Insgesamt lag der Wasserverlust der großen Seen und Stauseen weltweit laut Studie bei rund 22 Gigatonnen jährlich oder insgesamt etwa 602 Kubikkilometer Wasser. Der Gesamtverlust entspreche dem Wasserverbrauch in den USA für das gesamte Jahr 2015 oder dem 17-fachen Volumen des Lake Mead, dem größten Stausee der Vereinigten Staaten, schreibt das Fachteam. Der globale Volumenverlust sei damit etwa 40 Prozent größer als die innerhalb eines Jahres üblichen Schwankungen der Wassermenge in den untersuchten Seen und Stauseen.

Betroffen sind laut dem Autorenteam sowohl Seen und Stauseen in trockenen als auch in feuchten Gebieten der Welt. Seen in feuchten, tropischen Regionen und in der Arktis könnten zudem mehr Wasser verlieren als bisher angenommen. Die Gruppe schätzt, dass etwa ein Viertel der Weltbevölkerung im Einzugsgebiet eines immer trockener werdenden Sees lebt, das entspricht etwa zwei Milliarden Menschen.

Das Ausmaß des Wasserverlusts unterscheidet sich jedoch deutlich. Etwa 80 Prozent gehen auf die größten 26 Gewässer zurück. Allein das Kaspische Meer, der größte See der Erde, trägt mit 49 Prozent zum Netto-Wasserverlust in Seen und Stauseen bei, heißt es in der Studie.

Aralsee am 11. Mai 2001 (links) und am 30. April 2023
Aralsee am 11. Mai 2001 (links) und am 30. April 2023

Aralsee am 11. Mai 2001 (links) und am 30. April 2023

Foto: NASA Worldview / NASA Worldview

Zur Arbeit motiviert hatte das Team um Yao laut Mitteilung der austrocknende Aralsee zwischen Kasachstan und Usbekistan. Das Gewässer war einst fast so groß wie Bayern und damit der viertgrößte Binnensee der Erde. Inzwischen gibt es bloß noch Fragmente.

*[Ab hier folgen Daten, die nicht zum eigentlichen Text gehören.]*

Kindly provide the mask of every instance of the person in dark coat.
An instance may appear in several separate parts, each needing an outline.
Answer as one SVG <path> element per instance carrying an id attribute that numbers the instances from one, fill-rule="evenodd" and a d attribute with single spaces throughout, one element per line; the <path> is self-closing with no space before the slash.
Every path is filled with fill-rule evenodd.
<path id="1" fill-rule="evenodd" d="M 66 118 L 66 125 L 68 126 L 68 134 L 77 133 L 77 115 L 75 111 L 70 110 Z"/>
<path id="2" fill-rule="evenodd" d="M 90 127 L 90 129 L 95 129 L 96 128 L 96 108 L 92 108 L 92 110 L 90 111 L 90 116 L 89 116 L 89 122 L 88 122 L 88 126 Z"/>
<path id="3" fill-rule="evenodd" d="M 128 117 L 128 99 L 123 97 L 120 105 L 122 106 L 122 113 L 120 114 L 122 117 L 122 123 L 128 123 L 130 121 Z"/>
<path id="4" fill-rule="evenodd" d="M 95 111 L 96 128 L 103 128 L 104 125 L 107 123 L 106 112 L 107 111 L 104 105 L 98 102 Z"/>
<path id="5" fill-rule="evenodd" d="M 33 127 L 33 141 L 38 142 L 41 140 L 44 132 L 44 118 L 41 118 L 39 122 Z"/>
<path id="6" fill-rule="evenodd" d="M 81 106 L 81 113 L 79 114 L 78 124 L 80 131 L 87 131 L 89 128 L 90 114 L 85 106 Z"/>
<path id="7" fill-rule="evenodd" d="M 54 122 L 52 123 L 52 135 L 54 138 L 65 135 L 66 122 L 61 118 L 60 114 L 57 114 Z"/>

Bewässerung ganzer Regionen

Einen bedeutenden Teil des Wasserschwunds in natürlichen Seen führen die Wissenschaftlerinnen und Wissenschaftler auf den Klimawandel und damit einhergehende höhere Verdunstung sowie menschlichen Wasserverbrauch zurück. Beide Faktoren dominierten den weltweiten Rückgang des natürlichen Seevolumens in etwa hundert großen Seen, sagte Yao. »Viele dieser Auswirkungen des Menschen und des Klimawandels auf den Wasserverlust in Seen waren bisher unbekannt.«

Baku, Hauptstadt von Aserbaidschan: Etwa ein Viertel der Weltbevölkerung lebt laut Schätzungen des Fachteams im Einzugsgebiet eines trockener werdenden Sees

Baku, Hauptstadt von Aserbaidschan: Etwa ein Viertel der Weltbevölkerung lebt laut Schätzungen des Fachteams im Einzugsgebiet eines trockener werdenden Sees

Foto: Marc Guitard / Getty Images

In Stauseen ist dagegen oft Sedimentation für zurückgehende Wassermengen verantwortlich. Wenn in Reservoirs Wasser aus Flüssen aufgestaut wird, sammeln sich in den Strömen mitgeführter Sand, Schlick und Steine an. So werden die Wasserbecken nach und nach kleiner. In älteren Stauseen, die vor 1992 befüllt wurden, hatte Sedimentation einen größeren Einfluss auf die Füllmenge als etwa Dürren oder Jahre mit heftigen Regenfällen, berichtet das Fachteam.

In einem Kommentar zur Studie  verweist die Geografieprofessorin Sarah Cooley von der University of Oregon auf die große Bedeutung der Seen für Ökosysteme sowie die Wasserversorgung und Bewässerung ganzer Regionen. Die potenziellen Folgen eines Austrocknens seien lokal wie global von Bedeutung. Die Auswirkungen des Klimawandels und von Sedimentation müssten stärker in Bewirtschaftungspläne von Seen berücksichtigt werden, fordert die Gruppe um Yao.

Anmerkung der Redaktion: In einer früheren Fassung des Artikels hieß es, ein Verlust von 22 Gigatonnen Wasser im Jahr entspreche 602 Kubikkilometer jährlich. Tatsächlich bezieht sich der zweite Wert auf den insgesamt im Studienzeitraum erfassten Wasserverlust. Wir haben die Angabe korrigiert.